Generating Behavior for Vehicles

by Daniel Pollithy

This post is a loose collection of JavaScript demos I made while studying for the course “Generating Behavior for Vehicles”.

The following two gifs show you how two of the demos work:

**Planning a path through a city map with A star **

A* A star

A drifting car

linearized dynamic one track

Kinematic One Track Model

A car is controlled by its steering angle \(\delta\) and its acceleration. If we want a vehicle to perform any kind of maneuver then we have to relate the input commands (steering and acceleration) with future positions of the car.

For this purpose we use dead reckoning. In the following example we assume to have a car with constant velocity. You can control its steering angle with the slider below. It starts to drive once you change the steering angle a little bit.

Steering angle:

The model is called kinematic because we only model the geometry and not the dynamics. This will be our next step. It is called One-Track because we assume that the two wheels on both axis can be modelled by averaged wheels in the center of both axis.

The simple differential equations are:

\[\dot{x} = v \cdot \frac{\cos(\delta)}{l}\] \[\dot{y} = v \cdot \frac{\sin(\delta)}{l}\] \[\dot{\theta} = v \cdot \frac{\tan(\delta)}{l}\]

Assuming constant inputs we use the Forward Euler to calculate the new state:

\[x = x + \Delta x\] \[y = y + \Delta y\] \[\theta = \theta + \Delta \theta\]

This model is in general unrealistic because it assumes that the car can change its direction instantaneously. But it works good enough as long as the velocity of the car is low. Therefore we could use it to build a parking assistant.

Linearized Dynamic One Track Model

Now we consider a car which is driving with a regular speed like 50 km/h. In this model we accept that there can be a difference between the steering angle and the real angle in which direction the mass of the vehicle moves. Usually we want this discrepancy to be as low as possible because it is difficult to control the car then. Think of a drifting car.

In the following demo you can control the steering angle again (velocity is constant). Because it is easy to loose control and leave the screen, the car will come back into the screen if that happens.

Steering angle:

This linearized dynamic one track model can be used in ESP systems to estimate the yaw rate of the car. If it is higher than the driver might expect it then it is becoming dangerous because the control over the car can be lost easily. Starting from this the ESP regulator can break tires or accelerate others to reduce the yaw rate to keep the car controllable.

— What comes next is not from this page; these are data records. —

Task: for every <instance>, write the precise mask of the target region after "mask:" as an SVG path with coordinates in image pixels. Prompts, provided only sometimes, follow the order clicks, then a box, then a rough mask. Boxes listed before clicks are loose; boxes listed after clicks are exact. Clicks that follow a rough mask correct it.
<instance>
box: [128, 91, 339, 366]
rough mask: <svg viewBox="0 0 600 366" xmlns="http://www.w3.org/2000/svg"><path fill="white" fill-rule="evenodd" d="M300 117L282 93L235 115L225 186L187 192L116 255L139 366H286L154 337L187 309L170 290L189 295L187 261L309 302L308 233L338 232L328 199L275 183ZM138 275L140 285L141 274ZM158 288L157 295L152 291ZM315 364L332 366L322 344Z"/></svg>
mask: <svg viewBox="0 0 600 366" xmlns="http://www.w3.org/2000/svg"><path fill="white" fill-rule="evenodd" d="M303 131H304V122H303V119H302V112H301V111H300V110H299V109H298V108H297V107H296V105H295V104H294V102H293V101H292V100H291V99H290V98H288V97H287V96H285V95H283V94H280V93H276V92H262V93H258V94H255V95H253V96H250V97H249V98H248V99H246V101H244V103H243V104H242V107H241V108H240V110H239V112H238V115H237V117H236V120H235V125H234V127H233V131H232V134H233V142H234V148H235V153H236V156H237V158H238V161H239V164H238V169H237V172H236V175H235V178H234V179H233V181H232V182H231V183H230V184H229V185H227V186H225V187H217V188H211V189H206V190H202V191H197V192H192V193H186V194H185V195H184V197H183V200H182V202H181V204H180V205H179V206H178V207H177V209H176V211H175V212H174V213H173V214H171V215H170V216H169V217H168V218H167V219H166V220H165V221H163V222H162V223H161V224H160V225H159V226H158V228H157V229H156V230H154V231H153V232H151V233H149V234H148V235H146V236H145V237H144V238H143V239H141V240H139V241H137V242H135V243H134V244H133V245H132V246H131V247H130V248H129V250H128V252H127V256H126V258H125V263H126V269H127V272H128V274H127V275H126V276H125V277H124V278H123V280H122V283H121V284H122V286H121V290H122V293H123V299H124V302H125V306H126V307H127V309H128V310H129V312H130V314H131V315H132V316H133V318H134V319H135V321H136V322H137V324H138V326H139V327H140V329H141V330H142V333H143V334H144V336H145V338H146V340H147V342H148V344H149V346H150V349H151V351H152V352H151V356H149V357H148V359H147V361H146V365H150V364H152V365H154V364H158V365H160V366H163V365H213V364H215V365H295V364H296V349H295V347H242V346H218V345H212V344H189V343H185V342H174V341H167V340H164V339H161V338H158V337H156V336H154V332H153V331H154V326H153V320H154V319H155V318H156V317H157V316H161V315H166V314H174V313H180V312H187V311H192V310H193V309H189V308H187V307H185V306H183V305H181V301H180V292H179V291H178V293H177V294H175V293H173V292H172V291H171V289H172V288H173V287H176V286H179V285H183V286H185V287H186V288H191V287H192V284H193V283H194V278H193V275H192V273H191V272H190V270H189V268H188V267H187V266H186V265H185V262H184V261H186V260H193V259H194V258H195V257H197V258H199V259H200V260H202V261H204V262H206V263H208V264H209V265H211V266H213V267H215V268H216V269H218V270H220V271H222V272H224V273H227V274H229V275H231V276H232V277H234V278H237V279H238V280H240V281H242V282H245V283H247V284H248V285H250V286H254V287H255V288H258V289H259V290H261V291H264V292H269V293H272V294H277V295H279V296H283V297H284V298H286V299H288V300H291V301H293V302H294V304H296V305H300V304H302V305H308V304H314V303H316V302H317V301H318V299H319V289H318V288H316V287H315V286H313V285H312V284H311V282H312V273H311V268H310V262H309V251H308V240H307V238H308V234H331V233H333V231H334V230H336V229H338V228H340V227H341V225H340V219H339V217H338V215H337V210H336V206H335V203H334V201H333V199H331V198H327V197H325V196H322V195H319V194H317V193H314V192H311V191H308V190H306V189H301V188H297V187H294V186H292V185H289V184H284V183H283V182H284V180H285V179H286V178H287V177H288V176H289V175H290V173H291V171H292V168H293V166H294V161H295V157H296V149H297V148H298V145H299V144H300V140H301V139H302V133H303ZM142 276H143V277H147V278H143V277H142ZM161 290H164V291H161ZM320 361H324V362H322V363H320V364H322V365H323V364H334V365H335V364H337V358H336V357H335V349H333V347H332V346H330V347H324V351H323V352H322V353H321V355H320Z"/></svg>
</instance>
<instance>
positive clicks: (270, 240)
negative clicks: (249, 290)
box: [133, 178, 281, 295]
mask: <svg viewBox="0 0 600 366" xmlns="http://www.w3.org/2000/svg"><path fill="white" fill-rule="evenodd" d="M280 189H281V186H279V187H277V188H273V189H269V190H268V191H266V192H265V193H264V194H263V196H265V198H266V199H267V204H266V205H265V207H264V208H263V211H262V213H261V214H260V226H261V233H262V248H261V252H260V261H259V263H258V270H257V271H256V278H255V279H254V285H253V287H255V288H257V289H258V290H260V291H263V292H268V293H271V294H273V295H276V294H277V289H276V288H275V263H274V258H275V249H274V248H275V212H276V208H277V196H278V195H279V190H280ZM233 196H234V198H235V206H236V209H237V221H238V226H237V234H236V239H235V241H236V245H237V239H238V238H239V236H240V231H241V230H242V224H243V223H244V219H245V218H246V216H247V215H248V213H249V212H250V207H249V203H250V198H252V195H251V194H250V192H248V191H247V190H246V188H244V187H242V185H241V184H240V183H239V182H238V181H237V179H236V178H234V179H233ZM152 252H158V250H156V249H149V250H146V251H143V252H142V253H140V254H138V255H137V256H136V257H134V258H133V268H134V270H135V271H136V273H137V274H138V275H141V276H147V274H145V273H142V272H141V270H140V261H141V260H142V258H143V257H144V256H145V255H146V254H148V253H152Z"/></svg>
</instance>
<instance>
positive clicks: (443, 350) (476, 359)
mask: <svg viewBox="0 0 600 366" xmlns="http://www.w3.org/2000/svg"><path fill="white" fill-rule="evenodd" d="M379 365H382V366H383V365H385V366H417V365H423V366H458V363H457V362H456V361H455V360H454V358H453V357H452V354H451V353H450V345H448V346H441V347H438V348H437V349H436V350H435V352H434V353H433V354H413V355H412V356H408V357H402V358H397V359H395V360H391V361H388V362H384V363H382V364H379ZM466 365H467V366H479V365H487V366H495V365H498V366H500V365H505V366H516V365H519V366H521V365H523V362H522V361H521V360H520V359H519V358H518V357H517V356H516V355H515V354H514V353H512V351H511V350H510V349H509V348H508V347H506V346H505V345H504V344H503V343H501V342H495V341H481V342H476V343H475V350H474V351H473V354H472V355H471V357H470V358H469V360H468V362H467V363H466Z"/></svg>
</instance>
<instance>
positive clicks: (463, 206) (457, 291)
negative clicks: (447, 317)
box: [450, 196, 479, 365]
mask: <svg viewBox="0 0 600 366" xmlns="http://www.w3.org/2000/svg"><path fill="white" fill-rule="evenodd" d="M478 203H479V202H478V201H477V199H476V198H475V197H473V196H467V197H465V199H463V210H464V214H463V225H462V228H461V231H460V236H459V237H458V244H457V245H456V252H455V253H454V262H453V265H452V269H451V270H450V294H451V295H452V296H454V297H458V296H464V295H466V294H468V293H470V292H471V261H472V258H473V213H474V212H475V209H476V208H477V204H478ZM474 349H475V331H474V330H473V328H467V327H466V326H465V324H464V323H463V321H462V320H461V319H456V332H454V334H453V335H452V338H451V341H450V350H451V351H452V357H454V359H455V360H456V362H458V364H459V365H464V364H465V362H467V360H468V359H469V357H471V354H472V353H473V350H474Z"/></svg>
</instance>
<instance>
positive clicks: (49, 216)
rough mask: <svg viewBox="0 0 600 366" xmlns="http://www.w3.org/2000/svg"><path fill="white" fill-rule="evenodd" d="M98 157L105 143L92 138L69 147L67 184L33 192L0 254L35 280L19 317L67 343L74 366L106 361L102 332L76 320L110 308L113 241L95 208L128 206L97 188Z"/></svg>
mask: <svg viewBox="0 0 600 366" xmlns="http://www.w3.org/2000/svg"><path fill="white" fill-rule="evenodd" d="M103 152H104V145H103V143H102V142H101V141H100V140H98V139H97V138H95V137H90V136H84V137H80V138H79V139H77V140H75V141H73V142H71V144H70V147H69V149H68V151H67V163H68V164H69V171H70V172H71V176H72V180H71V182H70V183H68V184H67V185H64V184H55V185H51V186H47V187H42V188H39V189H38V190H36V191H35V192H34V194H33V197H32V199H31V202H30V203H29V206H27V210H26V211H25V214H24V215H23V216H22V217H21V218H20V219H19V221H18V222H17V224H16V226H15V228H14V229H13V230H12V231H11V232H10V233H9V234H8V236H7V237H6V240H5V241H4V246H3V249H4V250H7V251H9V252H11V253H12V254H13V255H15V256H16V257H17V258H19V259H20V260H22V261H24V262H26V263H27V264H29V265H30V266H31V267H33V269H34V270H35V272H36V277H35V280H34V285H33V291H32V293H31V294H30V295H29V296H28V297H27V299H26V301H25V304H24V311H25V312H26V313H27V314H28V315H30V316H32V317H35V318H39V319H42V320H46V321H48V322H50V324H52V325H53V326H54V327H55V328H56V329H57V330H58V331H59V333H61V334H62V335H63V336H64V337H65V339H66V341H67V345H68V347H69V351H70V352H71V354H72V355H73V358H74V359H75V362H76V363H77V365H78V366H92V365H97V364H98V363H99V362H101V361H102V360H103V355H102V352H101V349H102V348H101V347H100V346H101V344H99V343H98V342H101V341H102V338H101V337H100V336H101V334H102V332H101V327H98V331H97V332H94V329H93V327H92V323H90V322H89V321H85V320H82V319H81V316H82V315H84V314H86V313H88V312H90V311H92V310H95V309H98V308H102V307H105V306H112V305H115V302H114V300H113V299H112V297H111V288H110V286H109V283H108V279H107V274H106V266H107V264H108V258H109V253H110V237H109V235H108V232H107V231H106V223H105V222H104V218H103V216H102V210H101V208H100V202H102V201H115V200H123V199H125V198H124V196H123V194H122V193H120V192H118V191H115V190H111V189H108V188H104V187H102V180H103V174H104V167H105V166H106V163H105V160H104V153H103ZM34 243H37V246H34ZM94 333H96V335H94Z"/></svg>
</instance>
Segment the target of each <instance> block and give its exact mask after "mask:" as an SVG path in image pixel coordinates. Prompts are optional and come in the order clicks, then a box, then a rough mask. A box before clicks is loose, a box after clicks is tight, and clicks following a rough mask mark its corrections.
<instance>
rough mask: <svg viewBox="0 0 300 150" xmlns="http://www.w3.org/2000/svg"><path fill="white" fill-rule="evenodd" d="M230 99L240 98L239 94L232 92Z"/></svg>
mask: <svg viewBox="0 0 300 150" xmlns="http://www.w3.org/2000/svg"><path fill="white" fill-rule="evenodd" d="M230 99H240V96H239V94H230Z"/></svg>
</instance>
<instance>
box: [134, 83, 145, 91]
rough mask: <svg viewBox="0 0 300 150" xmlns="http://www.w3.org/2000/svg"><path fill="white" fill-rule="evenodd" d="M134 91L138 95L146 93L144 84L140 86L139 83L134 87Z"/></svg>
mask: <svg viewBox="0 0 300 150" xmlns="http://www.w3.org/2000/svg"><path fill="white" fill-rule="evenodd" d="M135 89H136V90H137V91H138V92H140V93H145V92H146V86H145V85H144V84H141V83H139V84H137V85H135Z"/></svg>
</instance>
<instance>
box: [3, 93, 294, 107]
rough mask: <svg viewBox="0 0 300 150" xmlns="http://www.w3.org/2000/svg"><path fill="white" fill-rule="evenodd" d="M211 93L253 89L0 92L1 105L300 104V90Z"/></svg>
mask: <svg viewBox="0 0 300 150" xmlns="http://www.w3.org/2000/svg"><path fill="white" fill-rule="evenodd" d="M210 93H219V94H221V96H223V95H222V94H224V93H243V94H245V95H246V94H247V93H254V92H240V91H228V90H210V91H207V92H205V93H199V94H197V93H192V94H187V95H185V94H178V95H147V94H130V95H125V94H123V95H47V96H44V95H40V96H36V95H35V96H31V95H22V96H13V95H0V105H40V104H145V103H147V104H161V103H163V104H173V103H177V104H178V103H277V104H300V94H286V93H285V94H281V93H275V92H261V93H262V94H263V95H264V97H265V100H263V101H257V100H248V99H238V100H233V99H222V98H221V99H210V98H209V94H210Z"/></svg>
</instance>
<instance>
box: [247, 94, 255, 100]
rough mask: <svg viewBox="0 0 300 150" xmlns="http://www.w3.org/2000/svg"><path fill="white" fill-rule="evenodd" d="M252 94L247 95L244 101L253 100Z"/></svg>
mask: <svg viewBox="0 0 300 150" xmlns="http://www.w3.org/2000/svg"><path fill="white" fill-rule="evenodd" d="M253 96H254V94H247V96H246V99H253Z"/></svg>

ToDo: Add equations for dynamic one track model and show how to linearize

Planning

We want our car to perform a maneuver. But what should it actually do? Let’s think about the scenario when a car wants to drive from one point in a city to another point. We assume that we have an HD (high definition) city map and we want to plan an optimal path.

First we should discretize the world to make the planning feasible and assume that the robot is a point:

  • building a Voronoi graph around the obstacles
  • polygon fitting into the free room
  • Growing a tree structure into the space (Quad/Octree, something like Rapidly Exploring Random Trees, although they already search)

Then we convert the problem into a graph search with Dijkstra or A. This results in a trajectory. In the following demo every pixel is a node in the graph. You can click on the left canvas to draw obstacles (black). The robot starts in the left upper position and wants to drive to the right lower corner. It will search for the shortest path with A. All the expanded pixels are colored in blue.

Left canvas: Map input. Right canvas: A* visualization


Optimal control

Given the trajectory from the last step, how do we get the steering angle and acceleration necessary to drive it?

One option would have been to plan in a Markov Decision Process. Instead of assuming a point robot we could frame it as follows:

Our car is in an initial state (steering angle, acceleration, position). It can take actions (steer and accelerate) which leads to different states. The different actions (lets assume they are discrete) lead to new states which we calculate using the motion model from before.

The different action values determine the branching factor of our state tree. Using the Bellman optimality equation we could iterate backwards starting at the goal in order to determine the “goodness” of each state at different time steps. Once the “goodness” has converged (the order of the values doesn’t change anymore or the values of the values either) we can greedily search through the graph in order to maximize the “goodness” at every time step.

This is called value iteration. Actually Dijkstra and A* are also based on the Bellman Recursion but the time index is replaced by the sorting index of the next expansion candidate. Dijkstra sorts by cost-so-far and A* by cost-so-far plus cost-to-go (a heuristic which has to be admissible, which means that it underestimates the real cost-to-go).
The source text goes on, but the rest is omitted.